Apache NiFi Configuration Best Practices
Also available as:
PDF

Analytics Framework

NiFi has an internal analytics framework which can be enabled to predict back pressure occurrence, given the configured settings for threshold on a queue. The model used by default for prediction is an ordinary least squares (OLS) linear regression. It uses recent observations from a queue (either number of objects or content size over time) and calculates a regression line for that data. The line's equation is then used to determine the next value that will be reached within a given time interval (e.g. number of objects in queue in the next 5 minutes). Below is an example graph of the linear regression model for Queue/Object Count over time which is used for predictions:

In order to generate predictions, local status snapshot history is queried to obtain enough data to generate a model. By default, component status snapshots are captured every minute. Internal models need at least 2 or more observations to generate a prediction, therefore it may take up to 2 or more minutes for predictions to be available by default. If predictions are needed sooner than what is provided by default, the timing of snapshots can be adjusted using the nifi.components.status.snapshot.frequency value in nifi.properties.

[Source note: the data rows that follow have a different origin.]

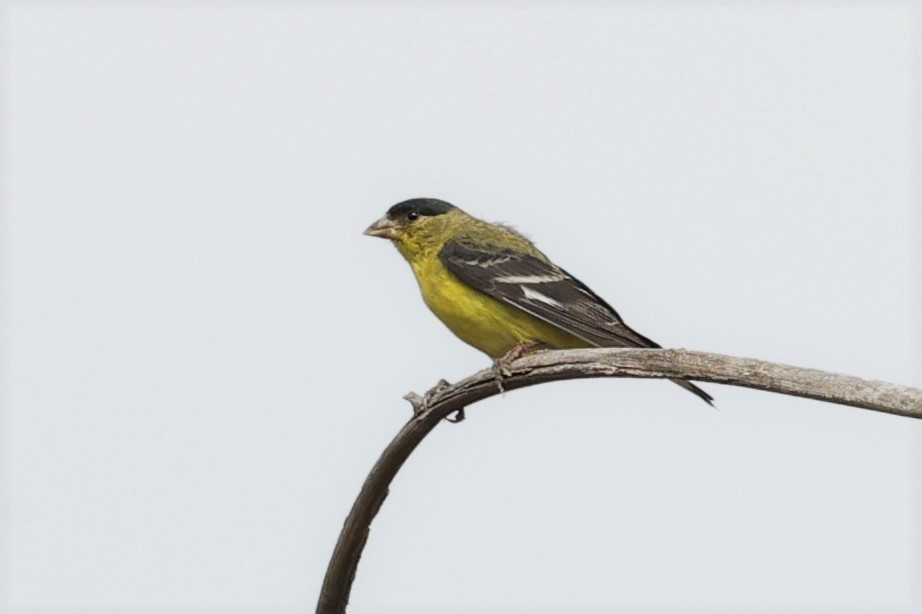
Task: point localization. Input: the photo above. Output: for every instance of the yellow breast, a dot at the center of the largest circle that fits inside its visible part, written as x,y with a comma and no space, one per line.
489,325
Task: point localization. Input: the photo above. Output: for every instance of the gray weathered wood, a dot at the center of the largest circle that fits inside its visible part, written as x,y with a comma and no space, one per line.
576,364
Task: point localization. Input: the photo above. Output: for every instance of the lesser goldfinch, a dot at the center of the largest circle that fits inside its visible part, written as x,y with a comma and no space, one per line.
496,291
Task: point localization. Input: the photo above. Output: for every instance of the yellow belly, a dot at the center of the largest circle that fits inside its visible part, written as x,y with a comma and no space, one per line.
489,325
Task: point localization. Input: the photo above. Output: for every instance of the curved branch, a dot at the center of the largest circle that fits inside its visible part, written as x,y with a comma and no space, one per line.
576,364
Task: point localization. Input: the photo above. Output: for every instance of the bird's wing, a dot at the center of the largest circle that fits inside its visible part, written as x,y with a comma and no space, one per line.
543,290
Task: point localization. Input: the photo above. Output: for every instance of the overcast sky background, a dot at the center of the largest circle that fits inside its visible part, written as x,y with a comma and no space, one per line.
203,356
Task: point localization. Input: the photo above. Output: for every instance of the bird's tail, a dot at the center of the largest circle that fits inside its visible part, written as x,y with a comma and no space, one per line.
694,390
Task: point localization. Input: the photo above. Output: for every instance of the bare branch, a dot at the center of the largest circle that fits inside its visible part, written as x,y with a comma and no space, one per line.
576,364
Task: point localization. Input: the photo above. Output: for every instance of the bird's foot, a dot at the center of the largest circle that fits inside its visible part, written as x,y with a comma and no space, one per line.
422,404
501,365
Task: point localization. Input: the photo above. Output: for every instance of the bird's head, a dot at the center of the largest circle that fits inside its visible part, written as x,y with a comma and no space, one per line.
416,225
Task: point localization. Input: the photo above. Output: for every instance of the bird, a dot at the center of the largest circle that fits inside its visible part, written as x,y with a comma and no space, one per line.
496,291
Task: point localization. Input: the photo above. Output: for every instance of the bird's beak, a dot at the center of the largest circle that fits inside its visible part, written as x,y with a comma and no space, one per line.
383,228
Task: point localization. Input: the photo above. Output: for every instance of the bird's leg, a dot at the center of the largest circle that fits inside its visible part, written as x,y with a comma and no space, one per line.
501,365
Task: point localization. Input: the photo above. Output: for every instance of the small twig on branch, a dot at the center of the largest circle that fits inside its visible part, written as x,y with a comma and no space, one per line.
576,364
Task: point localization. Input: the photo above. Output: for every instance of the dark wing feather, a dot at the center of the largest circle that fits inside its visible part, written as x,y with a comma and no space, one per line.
546,291
543,290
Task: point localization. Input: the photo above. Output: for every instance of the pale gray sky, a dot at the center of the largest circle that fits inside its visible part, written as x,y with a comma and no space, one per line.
205,356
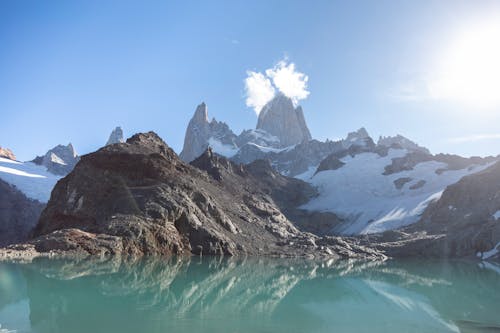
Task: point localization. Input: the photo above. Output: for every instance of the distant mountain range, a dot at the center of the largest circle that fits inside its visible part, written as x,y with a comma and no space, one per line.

NiFi evaluates the model's effectiveness before sending prediction information by using the model's R-Squared score by default. One important note: R-Square is a measure of how close the regression line fits the observation data vs. how accurate the prediction will be; therefore there may be some measure of error. If the R-Squared score for the calculated model meets the configured threshold (as defined by nifi.analytics.connection.model.score.threshold) then the model will be used for prediction. Otherwise the model will not be used and predictions will not be available until a model is generated with a score that exceeds the threshold. Default R-Squared threshold value is .90 however this can be tuned based on prediction requirements.

The prediction interval nifi.analytics.predict.interval can be configured to project out further when back pressure will occur. The prediction query interval nifi.analytics.query.interval can also be configured to determine how far back in time past observations should be queried in order to generate the model. Adjustments to these settings may require tuning of the model's scoring threshold value to select a score that can offer reasonable predictions.

See Analytics Properties for complete information on configuring analytic properties.